Security is in our DNA
As a security company, we hold ourselves to the highest standards. Here's how we protect your data.
Our approach
We build security into every layer of the Scuto platform — from how we write code to how we store your data. Our EDR/XDR agents, cloud scanners, device management tools, and penetration testing engines all operate under the same rigorous security standards we help our customers achieve.
Our security program is built around defense in depth, zero-trust principles, and the assumption that any individual control can fail.

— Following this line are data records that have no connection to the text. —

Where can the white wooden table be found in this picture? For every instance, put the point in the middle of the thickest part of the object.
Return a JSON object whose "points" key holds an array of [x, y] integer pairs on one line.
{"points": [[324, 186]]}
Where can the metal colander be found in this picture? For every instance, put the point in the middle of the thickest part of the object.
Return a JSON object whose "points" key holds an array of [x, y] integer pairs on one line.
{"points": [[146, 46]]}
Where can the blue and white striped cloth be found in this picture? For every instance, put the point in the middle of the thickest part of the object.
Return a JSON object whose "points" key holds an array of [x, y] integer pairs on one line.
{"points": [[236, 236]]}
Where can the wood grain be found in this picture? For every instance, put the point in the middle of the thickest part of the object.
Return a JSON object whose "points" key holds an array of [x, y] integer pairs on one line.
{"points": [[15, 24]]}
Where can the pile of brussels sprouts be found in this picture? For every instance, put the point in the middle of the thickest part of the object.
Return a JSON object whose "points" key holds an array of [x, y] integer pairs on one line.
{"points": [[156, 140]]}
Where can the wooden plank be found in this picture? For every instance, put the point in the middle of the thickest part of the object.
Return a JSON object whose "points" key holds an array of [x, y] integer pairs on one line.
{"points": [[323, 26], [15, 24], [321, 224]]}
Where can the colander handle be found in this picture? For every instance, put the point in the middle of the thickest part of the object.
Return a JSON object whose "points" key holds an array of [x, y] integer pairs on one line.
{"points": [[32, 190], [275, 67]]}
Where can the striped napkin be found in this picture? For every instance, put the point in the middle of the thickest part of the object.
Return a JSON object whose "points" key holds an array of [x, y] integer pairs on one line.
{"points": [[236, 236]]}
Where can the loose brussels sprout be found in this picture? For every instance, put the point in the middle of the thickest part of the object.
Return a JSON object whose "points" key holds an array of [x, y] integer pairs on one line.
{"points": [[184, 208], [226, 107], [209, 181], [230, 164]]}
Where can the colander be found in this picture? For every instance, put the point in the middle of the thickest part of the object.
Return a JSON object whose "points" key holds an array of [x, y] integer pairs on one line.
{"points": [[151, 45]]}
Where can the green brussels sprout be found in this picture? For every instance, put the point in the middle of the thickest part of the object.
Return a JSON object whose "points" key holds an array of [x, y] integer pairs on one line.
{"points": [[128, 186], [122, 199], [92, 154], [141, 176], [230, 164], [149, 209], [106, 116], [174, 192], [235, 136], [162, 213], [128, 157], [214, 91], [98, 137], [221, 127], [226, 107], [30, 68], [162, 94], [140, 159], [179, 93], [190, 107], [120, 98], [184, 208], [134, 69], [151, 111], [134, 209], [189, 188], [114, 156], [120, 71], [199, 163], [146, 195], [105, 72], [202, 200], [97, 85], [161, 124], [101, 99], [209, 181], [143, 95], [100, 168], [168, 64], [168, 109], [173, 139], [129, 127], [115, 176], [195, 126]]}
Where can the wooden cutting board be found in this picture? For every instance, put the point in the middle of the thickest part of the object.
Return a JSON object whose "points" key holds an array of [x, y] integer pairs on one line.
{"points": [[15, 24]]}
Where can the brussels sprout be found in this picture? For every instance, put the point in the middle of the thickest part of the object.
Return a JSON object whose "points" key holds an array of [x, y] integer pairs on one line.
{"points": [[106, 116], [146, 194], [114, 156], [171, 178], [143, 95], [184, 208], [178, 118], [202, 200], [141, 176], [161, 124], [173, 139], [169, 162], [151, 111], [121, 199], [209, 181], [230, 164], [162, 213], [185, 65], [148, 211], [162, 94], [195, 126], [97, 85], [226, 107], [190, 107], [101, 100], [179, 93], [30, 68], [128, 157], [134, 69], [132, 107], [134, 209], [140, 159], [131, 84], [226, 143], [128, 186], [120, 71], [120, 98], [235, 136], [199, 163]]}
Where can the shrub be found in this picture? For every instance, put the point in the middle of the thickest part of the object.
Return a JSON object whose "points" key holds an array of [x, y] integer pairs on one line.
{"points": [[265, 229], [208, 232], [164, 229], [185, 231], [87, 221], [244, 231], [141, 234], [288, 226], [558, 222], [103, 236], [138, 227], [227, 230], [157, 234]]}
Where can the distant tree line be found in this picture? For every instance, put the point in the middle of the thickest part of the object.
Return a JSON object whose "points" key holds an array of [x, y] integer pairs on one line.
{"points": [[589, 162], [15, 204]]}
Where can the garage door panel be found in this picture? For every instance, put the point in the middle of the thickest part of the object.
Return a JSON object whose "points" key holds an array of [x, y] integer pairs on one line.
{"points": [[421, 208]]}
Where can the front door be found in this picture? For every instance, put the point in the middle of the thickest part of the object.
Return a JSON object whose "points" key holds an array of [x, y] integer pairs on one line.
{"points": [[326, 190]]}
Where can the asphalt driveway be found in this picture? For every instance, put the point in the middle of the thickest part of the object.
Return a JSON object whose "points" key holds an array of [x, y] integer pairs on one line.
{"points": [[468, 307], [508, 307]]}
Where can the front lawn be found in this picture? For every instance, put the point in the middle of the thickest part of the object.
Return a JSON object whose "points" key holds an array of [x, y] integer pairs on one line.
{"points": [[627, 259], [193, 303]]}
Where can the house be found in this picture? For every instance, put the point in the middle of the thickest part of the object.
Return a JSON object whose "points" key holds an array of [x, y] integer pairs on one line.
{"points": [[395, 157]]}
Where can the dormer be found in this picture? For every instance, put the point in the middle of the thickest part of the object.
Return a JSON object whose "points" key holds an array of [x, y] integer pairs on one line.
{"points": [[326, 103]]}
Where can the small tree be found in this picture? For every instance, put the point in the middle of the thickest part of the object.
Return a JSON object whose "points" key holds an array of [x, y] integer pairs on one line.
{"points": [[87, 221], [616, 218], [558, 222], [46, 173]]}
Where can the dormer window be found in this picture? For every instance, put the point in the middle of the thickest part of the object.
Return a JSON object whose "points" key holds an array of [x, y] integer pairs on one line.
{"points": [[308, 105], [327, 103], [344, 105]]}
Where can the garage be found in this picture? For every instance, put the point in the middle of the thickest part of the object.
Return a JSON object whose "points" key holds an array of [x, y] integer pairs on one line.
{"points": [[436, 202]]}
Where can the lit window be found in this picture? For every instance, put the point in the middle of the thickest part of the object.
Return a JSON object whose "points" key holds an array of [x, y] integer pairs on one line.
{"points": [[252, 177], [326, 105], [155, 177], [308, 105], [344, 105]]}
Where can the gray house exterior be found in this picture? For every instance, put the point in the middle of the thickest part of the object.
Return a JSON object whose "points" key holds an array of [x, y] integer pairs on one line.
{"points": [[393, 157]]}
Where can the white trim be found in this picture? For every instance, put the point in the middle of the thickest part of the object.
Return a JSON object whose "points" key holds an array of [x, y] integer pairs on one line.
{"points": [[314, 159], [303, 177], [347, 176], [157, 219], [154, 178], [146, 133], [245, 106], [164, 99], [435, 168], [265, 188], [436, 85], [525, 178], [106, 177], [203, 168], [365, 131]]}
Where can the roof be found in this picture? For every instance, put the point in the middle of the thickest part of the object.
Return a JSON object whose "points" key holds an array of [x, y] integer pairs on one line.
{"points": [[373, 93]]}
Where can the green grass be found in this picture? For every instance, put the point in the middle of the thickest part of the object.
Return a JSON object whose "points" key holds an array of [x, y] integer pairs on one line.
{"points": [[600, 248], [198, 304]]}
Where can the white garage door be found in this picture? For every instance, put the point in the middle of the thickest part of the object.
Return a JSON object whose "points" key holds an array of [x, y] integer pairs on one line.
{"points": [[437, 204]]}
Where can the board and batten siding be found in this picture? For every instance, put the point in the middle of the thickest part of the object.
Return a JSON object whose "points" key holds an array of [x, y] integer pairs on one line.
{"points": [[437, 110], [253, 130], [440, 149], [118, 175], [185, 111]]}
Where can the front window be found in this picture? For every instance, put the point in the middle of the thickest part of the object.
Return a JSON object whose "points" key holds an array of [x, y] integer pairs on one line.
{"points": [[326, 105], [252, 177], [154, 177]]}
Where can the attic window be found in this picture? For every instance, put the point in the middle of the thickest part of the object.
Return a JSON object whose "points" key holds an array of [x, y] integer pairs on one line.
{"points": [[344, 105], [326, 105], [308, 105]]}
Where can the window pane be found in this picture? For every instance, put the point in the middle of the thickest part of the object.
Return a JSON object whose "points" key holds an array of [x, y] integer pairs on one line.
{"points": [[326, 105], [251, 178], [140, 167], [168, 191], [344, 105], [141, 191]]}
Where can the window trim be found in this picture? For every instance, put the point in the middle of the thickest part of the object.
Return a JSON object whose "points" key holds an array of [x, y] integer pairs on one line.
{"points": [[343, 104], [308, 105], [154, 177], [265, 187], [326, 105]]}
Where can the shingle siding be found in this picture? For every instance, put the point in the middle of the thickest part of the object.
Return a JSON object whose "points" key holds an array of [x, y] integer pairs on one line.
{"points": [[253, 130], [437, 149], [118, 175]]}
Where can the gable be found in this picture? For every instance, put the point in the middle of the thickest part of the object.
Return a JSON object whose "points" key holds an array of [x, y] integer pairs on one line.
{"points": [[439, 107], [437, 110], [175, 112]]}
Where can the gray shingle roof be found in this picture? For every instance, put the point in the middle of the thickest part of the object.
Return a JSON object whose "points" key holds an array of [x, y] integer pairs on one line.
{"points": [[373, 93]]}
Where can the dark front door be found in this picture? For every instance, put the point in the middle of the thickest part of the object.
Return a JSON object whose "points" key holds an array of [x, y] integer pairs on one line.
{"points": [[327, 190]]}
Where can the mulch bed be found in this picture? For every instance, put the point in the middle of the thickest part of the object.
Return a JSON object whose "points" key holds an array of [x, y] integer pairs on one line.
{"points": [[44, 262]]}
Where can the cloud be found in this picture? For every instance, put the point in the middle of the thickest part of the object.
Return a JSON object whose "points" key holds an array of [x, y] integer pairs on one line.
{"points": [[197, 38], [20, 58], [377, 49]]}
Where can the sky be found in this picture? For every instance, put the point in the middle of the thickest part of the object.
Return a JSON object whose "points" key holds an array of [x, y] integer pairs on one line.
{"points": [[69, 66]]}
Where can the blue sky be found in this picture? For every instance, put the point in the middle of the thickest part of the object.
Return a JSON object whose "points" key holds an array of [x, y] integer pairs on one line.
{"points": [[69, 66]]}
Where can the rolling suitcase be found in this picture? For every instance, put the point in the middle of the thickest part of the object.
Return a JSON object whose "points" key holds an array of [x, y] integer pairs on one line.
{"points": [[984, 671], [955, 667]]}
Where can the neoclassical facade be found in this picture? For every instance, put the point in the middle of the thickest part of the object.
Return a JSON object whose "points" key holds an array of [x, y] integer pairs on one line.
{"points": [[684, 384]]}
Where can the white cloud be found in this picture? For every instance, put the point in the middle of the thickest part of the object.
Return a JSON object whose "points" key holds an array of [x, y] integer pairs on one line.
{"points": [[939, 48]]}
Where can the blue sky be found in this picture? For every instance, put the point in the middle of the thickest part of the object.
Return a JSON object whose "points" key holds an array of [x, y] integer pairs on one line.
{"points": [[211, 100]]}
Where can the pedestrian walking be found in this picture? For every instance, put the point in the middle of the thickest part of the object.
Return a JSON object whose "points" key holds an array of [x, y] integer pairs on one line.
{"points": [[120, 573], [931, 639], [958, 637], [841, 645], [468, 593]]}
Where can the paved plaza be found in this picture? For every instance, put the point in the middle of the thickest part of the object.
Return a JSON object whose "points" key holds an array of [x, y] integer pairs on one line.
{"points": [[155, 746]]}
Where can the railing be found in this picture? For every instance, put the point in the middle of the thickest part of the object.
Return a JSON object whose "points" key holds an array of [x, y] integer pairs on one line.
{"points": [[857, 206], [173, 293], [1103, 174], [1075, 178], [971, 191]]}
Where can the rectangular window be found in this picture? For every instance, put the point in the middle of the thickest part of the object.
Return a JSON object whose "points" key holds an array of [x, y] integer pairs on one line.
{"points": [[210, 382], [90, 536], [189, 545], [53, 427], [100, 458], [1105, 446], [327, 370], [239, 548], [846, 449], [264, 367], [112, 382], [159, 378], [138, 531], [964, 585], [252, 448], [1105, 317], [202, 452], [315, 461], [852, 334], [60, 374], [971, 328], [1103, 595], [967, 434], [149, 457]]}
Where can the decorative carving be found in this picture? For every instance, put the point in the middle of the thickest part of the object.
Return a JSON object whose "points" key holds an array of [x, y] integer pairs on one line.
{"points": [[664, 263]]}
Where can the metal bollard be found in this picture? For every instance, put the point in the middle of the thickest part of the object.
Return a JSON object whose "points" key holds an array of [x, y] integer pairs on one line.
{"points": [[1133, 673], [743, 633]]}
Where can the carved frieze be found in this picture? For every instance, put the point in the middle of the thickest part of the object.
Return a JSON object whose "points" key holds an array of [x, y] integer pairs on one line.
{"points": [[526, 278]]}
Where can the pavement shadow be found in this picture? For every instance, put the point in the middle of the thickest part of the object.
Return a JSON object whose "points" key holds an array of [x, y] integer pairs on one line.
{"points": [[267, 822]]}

We combine automated tooling, regular third-party audits, and a security-first engineering culture to protect your data across every module.
Data protection
How we handle, store, and safeguard your information.
Encryption Everywhere
All data is encrypted in transit (TLS 1.3) and at rest (AES-256). Scan credentials are encrypted with per-organization keys and never stored in plaintext.
Tenant Isolation
Each organization's data is logically isolated at the database level. Scan results, credentials, and configurations are never accessible across tenants.
Access Controls
Role-based access control with Owner, Admin, and Member roles. All API access requires scoped tokens. Internal access follows least-privilege principles.
Audit Logging
Every action is logged with timestamps, actor identity, and context. Audit logs are immutable and retained for the duration of your subscription.
Secure Development
All code changes go through peer review and automated security scanning. We run our own scanners against our platform continuously.
Dependency Management
Automated dependency scanning and updates. Critical CVEs are patched within 24 hours. We maintain an internal SBOM for full supply chain visibility.
Infrastructure security
Enterprise-grade infrastructure with multiple layers of protection.
Cloud Hosting
Hosted on hardened infrastructure with SOC 2 Type II certified providers. Deployed across multiple availability zones for redundancy.
Network Security
VPC isolation, WAF protection, DDoS mitigation, and egress filtering. All internal services communicate over encrypted channels.
Monitoring & Response
24/7 infrastructure monitoring with automated alerting. Anomaly detection on authentication, API usage, and resource access patterns.
Backups & Recovery
Automated daily backups with point-in-time recovery. Disaster recovery plan tested quarterly with documented RTO and RPO targets.
Compliance readiness
Architecture and controls designed to meet leading security frameworks.
SOC 2 Type II
Architecture and controls designed to meet SOC 2 security, availability, and confidentiality criteria. Certification in progress.
ISO 27001
Information security management practices aligned with ISO 27001 requirements.
GDPR
Architecture designed for EU data protection regulation compliance. DPA available on request.
Responsible disclosure
We value the security research community and welcome responsible disclosure of vulnerabilities in our platform. If you believe you've found a security issue, please report it to us.
Email security@scuto.ai with a description of the vulnerability, steps to reproduce, and any supporting evidence. We commit to acknowledging reports within 24 hours and providing an initial assessment within 72 hours.
We will not take legal action against researchers who act in good faith and follow responsible disclosure practices. We ask that you do not access, modify, or delete user data, and that you give us reasonable time to address the issue before public disclosure.